How much does it cost to start an LLC in Wyoming?
Requirement
Cost/Fee
Articles of Organization (or change name to fit state)
$100 (or $102 online)
Certified Copy – Articles of Organization (or change name)
$20
Certified Copy – Certificate of Good Standing (or change name)
$20
Name Reservation
$60
Registered Agent Service
$50 – $300
Operating Agreement
$0 – $2500
Annual Report
$60 or $0.0002 on every dollar of your assets
Business Licenses and Renewals
$60 – business tax registration;
All others – check with state and local government
Advantages of Forming an LLC in Wyoming
1. Tax Benefits in Wyoming
Wyoming is one of the few states in the U.S. that do not impose a personal or corporate income tax. Moreover, there is no franchise tax. This is a major advantage as it can result in significant tax savings for the LLC’s members. This absence of state-level income tax helps businesses keep their overhead costs low, potentially leading to higher profits.
2. Low Setup Fees
Establishing an LLC in Wyoming is cost-effective. The initial filing fee is only $100, which is lower than many other states. This affordability extends to yearly costs as well, with the state’s annual report fee typically being $50 or $0.0002 of the company’s assets located in Wyoming, whichever is greater.
3. Ease of Formation
The process to set up an LLC in Wyoming is straightforward and user-friendly. The state requires a minimum of paperwork and no operating agreement is mandated. This simplifies the process and reduces the potential legal fees associated with drafting complex operating agreements.
4. Flexibility with Series and Nonprofit LLCs
Wyoming permits the formation of Series LLCs and Nonprofit LLCs. A Series LLC is advantageous for businesses that require a separation of liability among various parts of their operations. It allows a single LLC to segregate its assets into separate series, each being its own entity with independent finances. This segregation can be particularly beneficial to real estate businesses, where each property can be its own series, insulating the others from liability.

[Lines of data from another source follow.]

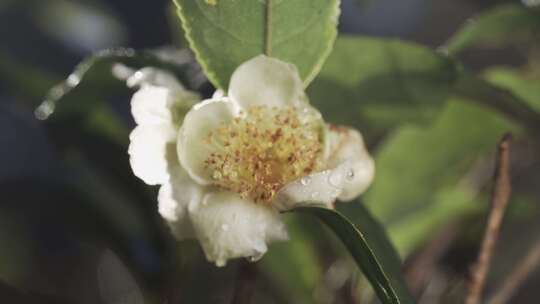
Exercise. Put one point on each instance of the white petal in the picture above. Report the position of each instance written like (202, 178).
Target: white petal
(350, 150)
(154, 77)
(230, 227)
(266, 81)
(149, 106)
(175, 198)
(159, 104)
(317, 189)
(151, 150)
(193, 147)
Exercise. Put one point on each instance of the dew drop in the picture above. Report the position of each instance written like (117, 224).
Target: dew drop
(335, 179)
(225, 227)
(254, 258)
(217, 175)
(220, 262)
(305, 180)
(350, 175)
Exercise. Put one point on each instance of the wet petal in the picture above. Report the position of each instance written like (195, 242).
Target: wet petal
(153, 104)
(266, 81)
(349, 149)
(193, 145)
(317, 189)
(175, 198)
(230, 227)
(150, 76)
(151, 150)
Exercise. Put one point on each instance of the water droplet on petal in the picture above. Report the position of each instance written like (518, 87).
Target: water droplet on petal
(350, 175)
(254, 258)
(305, 180)
(225, 227)
(335, 179)
(220, 262)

5. Strong Asset Protection
Wyoming provides some of the strongest asset protection laws in the U.S. In many states, creditors may seize an LLC’s assets or a member’s ownership interest to satisfy a debt. However, Wyoming laws protect LLCs from such actions, making it challenging for creditors to claim LLC assets or member’s personal assets. This heightened protection can provide peace of mind to LLC owners.

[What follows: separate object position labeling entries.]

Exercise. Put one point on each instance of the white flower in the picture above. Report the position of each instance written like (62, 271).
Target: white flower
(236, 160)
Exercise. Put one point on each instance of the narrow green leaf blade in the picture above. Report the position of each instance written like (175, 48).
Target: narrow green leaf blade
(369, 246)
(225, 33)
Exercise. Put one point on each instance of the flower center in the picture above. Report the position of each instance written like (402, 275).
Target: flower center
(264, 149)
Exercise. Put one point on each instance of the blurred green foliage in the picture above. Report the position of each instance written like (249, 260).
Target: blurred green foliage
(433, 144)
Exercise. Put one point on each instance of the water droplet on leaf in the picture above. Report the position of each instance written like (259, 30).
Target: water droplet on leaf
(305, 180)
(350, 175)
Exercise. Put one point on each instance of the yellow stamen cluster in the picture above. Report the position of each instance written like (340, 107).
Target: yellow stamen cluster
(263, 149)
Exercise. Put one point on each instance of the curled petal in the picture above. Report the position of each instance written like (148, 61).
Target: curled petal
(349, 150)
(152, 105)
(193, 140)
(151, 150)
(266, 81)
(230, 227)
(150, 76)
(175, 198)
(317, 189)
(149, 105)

6. Limited Fiduciary Responsibilities
In Wyoming, members of an LLC have limited fiduciary responsibilities. This can be especially attractive for passive members, who can invest in an LLC without the worry of getting involved in management or day-to-day operations. It provides a protective shield to members, limiting their liability to the amount of their investment.
7. Anonymity and Privacy
Wyoming does not require disclosure of manager or member names in the public filings of an LLC. This anonymity can be advantageous for businesses or individuals who wish to keep their involvement in an LLC private. In a time when privacy is increasingly scarce, Wyoming’s laws offer a valuable layer of privacy protection.